Pace Yourself
Last week, I
met a woman who told me that she was just tired. I asked her to elaborate and
she began to weep. She said she was tired at work and tired at home. She was
just tired.
I knew and
understood what she meant. My mother used to call it, “being sick and tired of
being sick and tired.”
I felt for
this woman, but I had to tell her the truth; her choices were making her tired but
she could choose something else.
Life is hard, but it can be hard good
or hard bad---pick good.
When I clean
for an hour, I am exhausted. When I dance for an hour I am exhausted and exhilarated,
so I dance while I clean.
My mother
died at the young age of 87. No one ever guessed her age, not even when she was
extremely ill.

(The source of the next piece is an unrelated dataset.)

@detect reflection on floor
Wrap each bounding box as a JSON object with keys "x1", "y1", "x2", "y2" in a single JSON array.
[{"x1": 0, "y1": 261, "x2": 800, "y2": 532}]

She always looked refreshed and renewed.
“That’s
cause I know when to rest,” she would say.
People think that getting old
gracefully is all about the genes, but I think it’s about the pace with which
we live. If you are alive, then you are aging. Learn to pace yourself.
Yesterday, I
got up early and got ready to work. I was tired and wanted to rest, but I
pushed myself to fill my day off with the things I wanted and needed to
complete.
I could hear
my mother admonishing me about burning my candle on both ends. I could hear her
saying that even iron wares out, and I could she her dancing.
Whenever we
had a party, my mother would dance with every person there. She dance up to
someone and with fingers popping, she’d ask, “You want some of this?”
Everyone
marveled at her ability to dance all night, but I knew her secret; she had
prepared all week for this one day of dancing and she paced herself through the
dance.
My mother
made it look like she was tearing up the floor, but in truth she was barely
moving.
She knew how
to pace her dance because she had learned to pace her life.
Yesterday,
while I was scolding myself for being lazy, I recalled the fact that I had been
working since I was 12.
I remembered
the woman who cried out loud because she was tired and I recalled my advice to
her, and I chose a path of rest.
Today, I am up
and ready to work, but my work will be much better because of the rest.
If there were more than 24 hours in a
day, many of us would kill ourselves. We don’t need more time, we need to learn
to use the time we have more wisely.
Pace yourself and you
will go much further.
Be you, be well, be
wise.
Bertice Berry, PhD.
This was a good read. God bless you!